Shéhérazade Boyer-Tami est danse thérapeute à l’Institut Rafaël. Crédits photo : Institut Rafaël
« créer pour retrouver un élan de vie, quel qu’il soit. »

« L’enjeu n’est pas de poursuivre la danse après le cycle mais de créer pour retrouver un élan de vie, quel qu’il soit » poursuit Shéhérazade Boyer-Tami. Pour mesurer cela, l’Institut Rafaël met en place une auto évaluation, selon plusieurs critères, au fil du cycle. Ainsi 86 % des patients en danse-thérapie disent constater une baisse de la colère. 68 % décrivent une meilleure image de soi. Sur la plan physique, 50 % décrivent une réduction importante des douleurs. 

Des chiffre pris en compte sur le plan médical grâce à l’échelle HADS (échelle d’évaluation de l’anxiété et de la dépression). « Ce sont des paramètres scientifiques validés, explique le docteur Nathaniel Scher, oncologue-chercheur à l’Institut Rafaël. Coordonné avec d’autres soins, on constate que l’art thérapie permet d’améliorer la qualité de vie, l’adhésion au traitement et dans le cas de patients guéris, l’acceptation de leur traumatisme. »

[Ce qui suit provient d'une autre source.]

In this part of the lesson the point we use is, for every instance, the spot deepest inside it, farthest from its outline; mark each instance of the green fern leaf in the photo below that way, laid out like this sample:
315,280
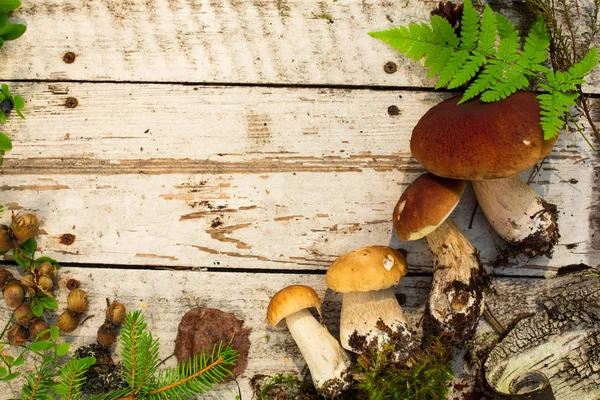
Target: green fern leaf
452,67
468,71
535,49
489,32
469,27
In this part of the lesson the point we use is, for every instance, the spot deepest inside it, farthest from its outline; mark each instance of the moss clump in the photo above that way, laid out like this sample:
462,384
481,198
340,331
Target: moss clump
424,377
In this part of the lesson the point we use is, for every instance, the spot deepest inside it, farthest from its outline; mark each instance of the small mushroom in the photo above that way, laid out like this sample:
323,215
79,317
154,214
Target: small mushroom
456,297
371,315
327,361
489,144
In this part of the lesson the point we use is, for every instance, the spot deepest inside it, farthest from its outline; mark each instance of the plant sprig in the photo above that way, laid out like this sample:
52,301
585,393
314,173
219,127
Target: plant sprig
489,49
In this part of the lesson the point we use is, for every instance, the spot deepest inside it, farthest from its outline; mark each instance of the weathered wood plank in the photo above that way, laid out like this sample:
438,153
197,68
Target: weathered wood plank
242,41
246,177
165,296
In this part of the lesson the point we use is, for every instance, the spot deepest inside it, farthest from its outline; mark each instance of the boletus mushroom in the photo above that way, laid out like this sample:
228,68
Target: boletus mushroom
327,361
456,297
371,315
489,144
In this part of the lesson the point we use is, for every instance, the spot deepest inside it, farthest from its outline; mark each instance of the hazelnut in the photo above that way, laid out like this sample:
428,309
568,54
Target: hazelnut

Une progression perçue tout au long des séances, selon Nathalie Feldman, art thérapeute à l’Institut : « Les émotions viennent souvent avec le geste. Et le geste pur amène l’idée. Ils suffit juste de démarrer quelque chose »

Le pôle d’art thérapie est né dès l’ouverture de l’Institut Rafaël, en décembre 2018. Les six art thérapeutes se réunissent tous les mois pour faire le point sur l’évolution de leurs projets communs. Dernier en date, un slam écrit puis chanté par la chorale du centre lors de la fête de la musique. Le spectacle, mené par Viviane Seron, dramathérapeute et Fabienne Achard, en charge de la chorale, a fait son effet. Sur le public et sur les patients.